La vertu sur la terre y fait trouver les cieux.

Quoiqu’il en soit, cette tragédie qui, comme je l’ai dit, a été très-bien accueillie du public, annonce de grandes dispositions. Il est à désirer que l’auteur prenne des sujets plus heureux, et qui lui permette d’atteindre cinq actes.

Il est à remarquer que depuis qu’on a toléré les tragédies en trois actes, à peine trouve-t-on un auteur qui en compose une en cinq. C’est ainsi que depuis que les drames sont à la mode, on ne voit plus de comédies. La même cause perdra les deux genres, la facilité que l’on trouve dans un nouveau.

Tous les principaux rôles de cette tragédie ont été parfaitement rendus par les cit.
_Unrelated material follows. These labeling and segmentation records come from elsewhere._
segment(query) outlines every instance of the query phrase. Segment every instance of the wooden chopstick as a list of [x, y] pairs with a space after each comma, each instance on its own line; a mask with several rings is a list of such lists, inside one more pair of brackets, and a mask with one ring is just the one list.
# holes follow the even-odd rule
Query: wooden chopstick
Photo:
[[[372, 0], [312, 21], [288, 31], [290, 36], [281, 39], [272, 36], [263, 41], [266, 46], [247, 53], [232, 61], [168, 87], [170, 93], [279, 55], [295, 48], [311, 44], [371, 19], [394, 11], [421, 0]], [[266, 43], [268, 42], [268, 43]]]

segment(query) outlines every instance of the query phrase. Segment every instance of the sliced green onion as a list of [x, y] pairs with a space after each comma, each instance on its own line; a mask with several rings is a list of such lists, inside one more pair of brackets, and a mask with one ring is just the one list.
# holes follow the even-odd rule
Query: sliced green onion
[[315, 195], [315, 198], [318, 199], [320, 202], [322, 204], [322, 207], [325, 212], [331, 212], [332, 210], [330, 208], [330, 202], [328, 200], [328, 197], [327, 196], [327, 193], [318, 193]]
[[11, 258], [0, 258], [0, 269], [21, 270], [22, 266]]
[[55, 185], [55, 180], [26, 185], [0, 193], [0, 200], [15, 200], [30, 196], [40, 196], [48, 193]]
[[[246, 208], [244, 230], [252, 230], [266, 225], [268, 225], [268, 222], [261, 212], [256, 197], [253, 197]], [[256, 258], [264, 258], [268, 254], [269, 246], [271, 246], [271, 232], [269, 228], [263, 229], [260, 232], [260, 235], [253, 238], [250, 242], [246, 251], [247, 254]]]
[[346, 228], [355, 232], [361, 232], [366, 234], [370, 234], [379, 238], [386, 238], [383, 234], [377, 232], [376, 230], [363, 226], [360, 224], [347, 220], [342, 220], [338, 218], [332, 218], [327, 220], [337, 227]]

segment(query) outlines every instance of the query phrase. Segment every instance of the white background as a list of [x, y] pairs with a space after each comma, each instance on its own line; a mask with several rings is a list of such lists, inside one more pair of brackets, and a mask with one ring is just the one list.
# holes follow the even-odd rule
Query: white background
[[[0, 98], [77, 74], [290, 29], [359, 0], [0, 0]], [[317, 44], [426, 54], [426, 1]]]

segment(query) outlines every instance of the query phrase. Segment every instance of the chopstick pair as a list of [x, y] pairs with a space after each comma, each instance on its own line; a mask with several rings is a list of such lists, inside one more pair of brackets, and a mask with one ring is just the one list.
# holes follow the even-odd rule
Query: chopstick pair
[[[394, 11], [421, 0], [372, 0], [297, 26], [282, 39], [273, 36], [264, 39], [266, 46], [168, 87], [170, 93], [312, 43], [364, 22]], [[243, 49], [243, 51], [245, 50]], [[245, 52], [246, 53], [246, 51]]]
Dorsan et Dugrand, et par la cit. Legrand. Le cit. Prat a bien rendu le petit rôle d’Eralde. Le cit. Barbier, qui a des moyens pour devenir un bon acteur, rendra sûrement celui de Golo avec plus d’à-plomb dans les représentations suivantes.

La Décade philosophique, littéraire et politique, an VI, 1er trimestre, n° 6 (30 Brumaire – Lundi 20 Novembre 1797), p. 359-361 :

[La légende de Geneviève de Brabant a déjà été mise au théâtre, récemment dans plusieurs théâtres, et plus anciennement en 1669. Le critique ne peut qu’évoquer ces diverses œuvres, sans pouvoir assurer que la nouvelle tragédie découle de la plus ancienne des tragédies qu’il vient de citer. L’analyse de la pièce, destinée à rafraîchir les mémoires défaillantes, s’ouvre par l’exposition de l’avant-scène (ce qui se passe avant que la pièce débute), puis elle résume de façon précise la pièce. Une fois la pièce résumée jusqu’à son dénouement, le jugement porte sur le style, « en général simple & clair ». Plusieurs vers sont cités, présentés comme des « vers de sentiment ». Un dernier exemple est présenté comme exagéré et de mauvais goût, mais leur petit nombre ne nuit pas « au mérite de l’ouvrage ». Un dernier paragraphe est consacré à l’interprétation, jugée de façon très positive.

Cet article, partiellement repris du Courrier des spectacles, figure également dans l’Esprit des journaux français et étrangers, 1798 (vingt-septième année), tome I (janvier 1798, nivôse, an VI), p. 182-185.]

Théâtre de l'Odéon.

Le sujet de Geneviève de Brabant est fort connu ; il a été traité de nos jours sur différens théâtres en pantomime au théâtre d'Emulation, en opéra au théâtre Louvois. Il l'avait déjà été long-tems auparavant ; une tragédie sainte fut donnée par Cerisier, en 1669, sous le titre de Geneviève de Brabant, ou l'Innocence reconnue. Cette pièce était en cinq actes et en vers, et fut représentée avec des chœurs ; j'ignore si elle a servi au C. Cicile, auteur de la tragédie de Geneviève de Brabant, donnée le 14 Brumaire, pour la première fois avec un très-grand succès, au théâtre de l'Odéon.

Cette nouvelle pièce est en trois actes ; j'en vais présenter l'analyse en faveur des personnes qui ne se rappellent pas l'histoire qui en fait le sujet.

Pendant que Siffroy, célèbre Palatin, était absent de ses Etats où il avait laissé Geneviève de Brabant, son épouse, Golo, son Intendant, en devint amoureux. Il tenta tout pour la séduire, mais ne pouvant y parvenir, son amour se changea bientôt en rage. Il résolut de la perdre auprès de son époux, et se servant de l'ascendant qu'il avait sur l'esprit de Siffroy, il la lui peignit adultère, massacra lui-même Drogant, sujet fidelle du Palatin, à qui il persuada que c'était son rival préféré. Siffroy trompé par cette perfidie, prononça l'arrêt de mort de Geneviève, et laissa à Golo le soin de le faire exécuter ; celui-ci en chargea Eralde, un de ses confidens, qui, au moment de consommer le crime, fut tellement touché à la vue de Geneviève et d'un fils qu'elle avait mis au jour dans sa prison, qu'il favorisa sa fuite jusque dans une forêt où il l'abandonna. Il y a sept ans que Geneviève habite cette forêt avec son fils qui a été allaité par une biche, et qu'elle élève sans lui faire connaître sa naissance. Depuis quatre ans seulement, elle a été rencontrée par Idulphe, paysan du voisinage, qui l'a forcée d'accepter quelques secours.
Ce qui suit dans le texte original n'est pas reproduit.